先日、国交省の局長等に講師をお願いしたが、実に気になる内容の件があったので紹介する。
現在、政府を上げて、賃上げや働き方改革を促進しようとしているのはご存じのとおりであるが、とりわけ、建設産業に関しては注力している。注文者の一方的な意向による指値発注や請負代金の減額要求など徹底的に排除していくようだ。

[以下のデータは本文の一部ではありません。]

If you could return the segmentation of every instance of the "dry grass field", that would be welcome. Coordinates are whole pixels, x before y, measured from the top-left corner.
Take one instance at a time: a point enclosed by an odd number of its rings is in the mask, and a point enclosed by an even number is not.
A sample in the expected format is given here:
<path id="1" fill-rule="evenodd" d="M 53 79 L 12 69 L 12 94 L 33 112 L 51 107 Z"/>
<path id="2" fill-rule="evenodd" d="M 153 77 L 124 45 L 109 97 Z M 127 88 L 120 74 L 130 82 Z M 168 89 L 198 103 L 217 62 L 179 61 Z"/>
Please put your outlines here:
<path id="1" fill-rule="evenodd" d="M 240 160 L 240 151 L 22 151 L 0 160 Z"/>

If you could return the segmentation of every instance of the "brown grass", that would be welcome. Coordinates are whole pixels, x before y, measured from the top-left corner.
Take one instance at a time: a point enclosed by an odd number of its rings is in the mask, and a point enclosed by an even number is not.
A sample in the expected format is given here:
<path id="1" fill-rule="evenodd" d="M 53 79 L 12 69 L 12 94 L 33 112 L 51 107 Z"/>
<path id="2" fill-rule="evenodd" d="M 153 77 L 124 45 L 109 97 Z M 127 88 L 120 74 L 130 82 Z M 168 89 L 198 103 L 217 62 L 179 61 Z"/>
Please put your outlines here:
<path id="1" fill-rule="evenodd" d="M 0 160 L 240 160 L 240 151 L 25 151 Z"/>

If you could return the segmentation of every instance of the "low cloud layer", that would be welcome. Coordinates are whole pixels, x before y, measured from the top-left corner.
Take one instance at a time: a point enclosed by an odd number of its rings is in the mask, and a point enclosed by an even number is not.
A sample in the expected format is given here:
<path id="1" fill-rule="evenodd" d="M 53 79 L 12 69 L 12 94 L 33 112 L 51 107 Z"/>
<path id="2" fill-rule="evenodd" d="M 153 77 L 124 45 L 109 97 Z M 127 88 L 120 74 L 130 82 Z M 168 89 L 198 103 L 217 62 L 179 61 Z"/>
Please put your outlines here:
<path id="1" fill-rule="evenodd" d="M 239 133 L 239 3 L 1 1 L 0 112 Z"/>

請負代金や工期に関する取引内容について実施調査を行う 「建設Gメン」 の体制を拡充し、違反行為に対しては、建設業許可部局から指導監督を行うことにより、請負代金や工期の適正化を推進していく。
なお、今までは、調査対象業者は大臣許可業者に限られていたが、知事許可業者までもが対象となるとのことだ。建設業法第28条 ゛指示及び営業の停止゛ に関わってくると思われる。同条第1項2号の 「請負契約に関して不誠実な行為をしたとき」 に該当するときは、大臣又は都道府県知事は、当該建設業者に必要な指示をすることができる、となっている。なお、この指示に従わない場合は、第3項により、大臣又は知事は、その者に対し、営業の停止を命ずることができる、とある。
ただ、指示、営業の停止又は許可の取り消しといった行政処分の権限を許可行政庁に与えている関係上、「建設Gメン」は都道府県許可部局と連携して立会い調査をして、実際の指示・営業停止等の処分は許可行政庁が行うのではないかと推察される。
昭和のようにおおらかな時代は過ぎ去った。全ての業界で厳格な遵法が求められている。適正労働推進のため、優位な立場を利用しての下請け泣かせは、徹底的に排除されていくと思われる。